Excellent post-apocalyptic fun
skypilot282 | Portland, Oregon United States | 12/24/2002
(5 out of 5 stars)

""After the Fall of New York" was one of the post-apocalyptic films that came out en masse in 1983 from italy. It's real title should be "After the Success of Escape from New York", as its location borrows rather heavily from that film. However, the plot is strikingly original, concerning the evil Euracs and the last fertile woman on earth (all the others were rendered sterile by the radioactivity). It has a very dark atmosphere, yet it is also very flamboyant and imaginative. However, if you don't like gore, you shouldn't see this movie (there are scenes with people getting their faces blown off, eyes gouged out, etc). Overall, it is an excellent movie, especially for fans of action, scifi, gore, post apocalyptic movies or "Escape from New York" (like myself). I garuntee you will have a fun time watching it!"
"I don't have time to jaw with anyone who won't identify him
cookieman108 | Inside the jar... | 07/01/2005
(3 out of 5 stars)

"Originally I thought 2019: After the Fall of New York (1983) was a sequel to 1990: The Bronx Warriors (1982), but that was wrong (the latter did have a sequel titled Bronx Warriors 2, released in 1983). This is actually a completely different rip off of John Carpenter's Escape from New York (1981), and one of the many post-apocalyptic future tales so prevalent in the early to mid 1980's. Co-written and directed by Sergio Martino (Screamers, Alligators, Atomic Cyborg), this Italia-Franco production stars Michael Sopkiw (Devil Fish, Blastfighter) in his screen debut. Also appearing is Valentine Monnier (Devil Fish, Three Men and a Cradle), Romano Puppo (Bronx Warriors 2), Anna Kanakis (The New Barbarians), George Eastman (1990: The Bronx Warriors), and Al Yamanouchi (2020 Texas Gladiators, Endgame, Warriors of the Year 2072).

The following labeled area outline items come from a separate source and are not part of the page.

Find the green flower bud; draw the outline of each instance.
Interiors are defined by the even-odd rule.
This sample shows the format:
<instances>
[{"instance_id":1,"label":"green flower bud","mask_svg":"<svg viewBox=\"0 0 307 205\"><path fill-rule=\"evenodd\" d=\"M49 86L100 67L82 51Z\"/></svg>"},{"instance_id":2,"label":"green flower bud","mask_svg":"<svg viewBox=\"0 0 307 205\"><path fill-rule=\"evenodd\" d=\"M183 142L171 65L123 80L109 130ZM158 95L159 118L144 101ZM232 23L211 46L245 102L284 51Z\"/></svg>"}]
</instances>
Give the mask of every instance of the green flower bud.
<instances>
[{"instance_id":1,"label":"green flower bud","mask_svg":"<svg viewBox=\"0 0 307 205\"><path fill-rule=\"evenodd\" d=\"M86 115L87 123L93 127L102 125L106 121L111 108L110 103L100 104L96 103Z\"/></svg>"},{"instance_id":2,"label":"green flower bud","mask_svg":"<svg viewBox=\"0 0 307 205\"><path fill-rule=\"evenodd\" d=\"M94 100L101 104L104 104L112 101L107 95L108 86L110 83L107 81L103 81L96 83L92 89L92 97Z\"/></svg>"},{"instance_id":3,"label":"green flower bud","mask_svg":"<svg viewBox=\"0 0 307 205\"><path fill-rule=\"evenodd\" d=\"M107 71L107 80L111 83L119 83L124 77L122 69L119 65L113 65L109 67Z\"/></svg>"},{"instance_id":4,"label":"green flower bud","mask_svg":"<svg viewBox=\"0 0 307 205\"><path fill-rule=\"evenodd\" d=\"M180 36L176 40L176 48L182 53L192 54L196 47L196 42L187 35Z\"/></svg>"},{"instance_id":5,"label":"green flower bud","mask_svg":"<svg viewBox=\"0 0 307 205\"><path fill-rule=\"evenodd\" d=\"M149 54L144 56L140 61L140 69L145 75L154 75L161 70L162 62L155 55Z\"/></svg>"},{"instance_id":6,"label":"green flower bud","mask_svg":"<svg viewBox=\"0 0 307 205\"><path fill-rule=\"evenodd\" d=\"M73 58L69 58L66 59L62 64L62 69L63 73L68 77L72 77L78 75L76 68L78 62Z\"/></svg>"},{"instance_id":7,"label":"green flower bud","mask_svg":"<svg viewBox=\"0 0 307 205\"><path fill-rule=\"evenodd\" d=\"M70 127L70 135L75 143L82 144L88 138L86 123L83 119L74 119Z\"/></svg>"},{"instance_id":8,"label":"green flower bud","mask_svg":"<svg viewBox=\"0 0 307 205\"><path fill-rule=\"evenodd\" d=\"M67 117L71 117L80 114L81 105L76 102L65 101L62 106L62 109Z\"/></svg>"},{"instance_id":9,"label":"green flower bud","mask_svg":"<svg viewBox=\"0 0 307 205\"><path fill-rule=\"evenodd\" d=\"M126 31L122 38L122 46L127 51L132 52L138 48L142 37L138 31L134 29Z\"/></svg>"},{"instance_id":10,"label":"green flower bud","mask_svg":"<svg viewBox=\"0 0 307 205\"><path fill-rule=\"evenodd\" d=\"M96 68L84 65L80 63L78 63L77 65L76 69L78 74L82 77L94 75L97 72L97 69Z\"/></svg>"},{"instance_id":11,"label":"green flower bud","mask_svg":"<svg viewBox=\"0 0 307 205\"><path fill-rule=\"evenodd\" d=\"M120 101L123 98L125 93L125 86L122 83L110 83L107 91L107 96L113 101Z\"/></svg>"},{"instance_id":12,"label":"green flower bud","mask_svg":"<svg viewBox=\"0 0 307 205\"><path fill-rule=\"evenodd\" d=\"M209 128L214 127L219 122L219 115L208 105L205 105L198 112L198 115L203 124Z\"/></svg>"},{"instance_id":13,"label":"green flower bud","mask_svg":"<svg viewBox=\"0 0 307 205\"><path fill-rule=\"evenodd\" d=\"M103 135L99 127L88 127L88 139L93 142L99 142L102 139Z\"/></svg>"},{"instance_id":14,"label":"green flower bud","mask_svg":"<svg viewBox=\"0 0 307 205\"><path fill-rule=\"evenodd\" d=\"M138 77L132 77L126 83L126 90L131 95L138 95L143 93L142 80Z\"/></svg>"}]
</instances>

We begin with a short introduction with Michael Sopkiw, obviously tacked on for this release, and then into the movie proper. As we scan over visages of once great, now destroyed cardboard miniature city (it must represent New York, as we also see a miniature of The Statue of Liberty), a voice over tells us it's been 20 years since the nuclear holocaust (initiated by the Euraks, a collective consisting of Euro/Afro/Asian countries) and because of the subsequent radiation, no new babies have been born (everyone's sterile, you see). We also learn the Euraks control the rubble that was once New York, utilizing squads of mercenary hunters as they progress with their `de-infestation' program (the killing of the scabby, mutated denizens...they save the not so damaged peoples for experimentation). After this we cut to the Nevada desert where we meet our shaggy hero, Parsifal (Sopkiw), participating in some sort of goofy demolition derby of death, which he wins, of course, but barely has time to enjoy his victory as he's kidnapped by some Pan American Confederacy goons and taken to a secret miniature base in Alaska. Turns out there is one fertile woman left in the world, and they want Parsifal to retrieve her so they can harvest her eggs, ensuring the survival of the human race. Only problem is the woman is in New York, which is controlled by the Euraks, who wouldn't mind getting their grubby mitts on her, as they're also struggling to break the sterility stalemate, but they're unaware she even exists (at least until Parsifal spills the beans...good job there, dingus...he wasn't even being tortured or anything). Accompanied by two Pan American aides, Parsifal and his companions make it into New York, which was the easy all they have to do is get past the Euraks and the various gangs, find the woman, and get her out as the survival of mankind hangs in the balance...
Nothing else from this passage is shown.